Analysis and Design of Thompson Sampling for Stochastic Partial Monitoring
This work addresses a theoretical gap in online decision-making for researchers and practitioners in machine learning, though it is incremental as it extends Thompson sampling to a specific variant of partial monitoring.
The paper tackles the problem of sequential learning with limited feedback in stochastic partial monitoring by proposing a novel Thompson-sampling-based algorithm that enables exact sampling from the posterior distribution. It proves that this algorithm achieves a logarithmic expected pseudo-regret of O(log T) for a linearized variant with local observability, marking the first such regret bound for Thompson sampling in partial monitoring and linear bandits.

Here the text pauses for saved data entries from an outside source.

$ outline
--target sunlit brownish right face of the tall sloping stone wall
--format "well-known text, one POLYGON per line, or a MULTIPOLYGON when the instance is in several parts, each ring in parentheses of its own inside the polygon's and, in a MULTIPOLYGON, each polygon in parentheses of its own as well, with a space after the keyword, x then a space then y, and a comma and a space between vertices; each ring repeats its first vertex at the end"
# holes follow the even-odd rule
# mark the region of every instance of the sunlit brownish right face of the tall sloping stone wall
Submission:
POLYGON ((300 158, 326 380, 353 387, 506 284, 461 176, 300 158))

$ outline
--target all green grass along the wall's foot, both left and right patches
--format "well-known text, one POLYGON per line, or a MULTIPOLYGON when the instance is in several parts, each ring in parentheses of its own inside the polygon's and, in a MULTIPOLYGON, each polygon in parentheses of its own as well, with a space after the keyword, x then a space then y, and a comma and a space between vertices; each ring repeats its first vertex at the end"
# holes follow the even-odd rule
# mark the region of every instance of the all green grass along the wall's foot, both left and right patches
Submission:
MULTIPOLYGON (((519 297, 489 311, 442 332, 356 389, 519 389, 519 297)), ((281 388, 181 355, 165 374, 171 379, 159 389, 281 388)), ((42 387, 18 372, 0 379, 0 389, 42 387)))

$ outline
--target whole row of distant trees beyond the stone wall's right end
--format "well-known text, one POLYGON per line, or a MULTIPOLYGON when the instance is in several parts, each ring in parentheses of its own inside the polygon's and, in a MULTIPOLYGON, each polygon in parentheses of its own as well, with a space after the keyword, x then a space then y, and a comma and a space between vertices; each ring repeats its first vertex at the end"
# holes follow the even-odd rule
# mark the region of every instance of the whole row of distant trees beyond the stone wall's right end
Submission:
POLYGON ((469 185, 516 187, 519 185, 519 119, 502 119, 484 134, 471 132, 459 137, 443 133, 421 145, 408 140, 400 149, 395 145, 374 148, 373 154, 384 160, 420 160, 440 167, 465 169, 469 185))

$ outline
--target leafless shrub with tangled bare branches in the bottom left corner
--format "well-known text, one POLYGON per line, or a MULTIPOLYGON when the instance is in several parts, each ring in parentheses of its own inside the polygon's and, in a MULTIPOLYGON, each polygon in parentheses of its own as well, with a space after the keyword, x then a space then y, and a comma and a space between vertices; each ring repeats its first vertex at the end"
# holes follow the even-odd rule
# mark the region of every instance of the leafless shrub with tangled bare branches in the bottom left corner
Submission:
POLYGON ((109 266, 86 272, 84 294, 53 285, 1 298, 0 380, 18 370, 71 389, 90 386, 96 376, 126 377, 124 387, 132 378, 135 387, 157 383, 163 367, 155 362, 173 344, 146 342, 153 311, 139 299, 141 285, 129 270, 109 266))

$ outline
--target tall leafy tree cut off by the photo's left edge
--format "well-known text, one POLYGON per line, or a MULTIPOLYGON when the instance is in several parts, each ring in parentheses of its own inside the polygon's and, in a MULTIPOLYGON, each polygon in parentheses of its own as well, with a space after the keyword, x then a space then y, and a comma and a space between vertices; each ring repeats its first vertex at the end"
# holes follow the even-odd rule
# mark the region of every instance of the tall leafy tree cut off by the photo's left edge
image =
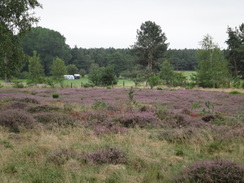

We investigate finite stochastic partial monitoring, which is a general model for sequential learning with limited feedback. While Thompson sampling is one of the most promising algorithms on a variety of online decision-making problems, its properties for stochastic partial monitoring have not been theoretically investigated, and the existing algorithm relies on a heuristic approximation of the posterior distribution. To mitigate these problems, we present a novel Thompson-sampling-based algorithm, which enables us to exactly sample the target parameter from the posterior distribution. Besides, we prove that the new algorithm achieves the logarithmic problem-dependent expected pseudo-regret $\mathrm{O}(\log T)$ for a linearized variant of the problem with local observability. This result is the first regret bound of Thompson sampling for partial monitoring, which also becomes the first logarithmic regret bound of Thompson sampling for linear bandits.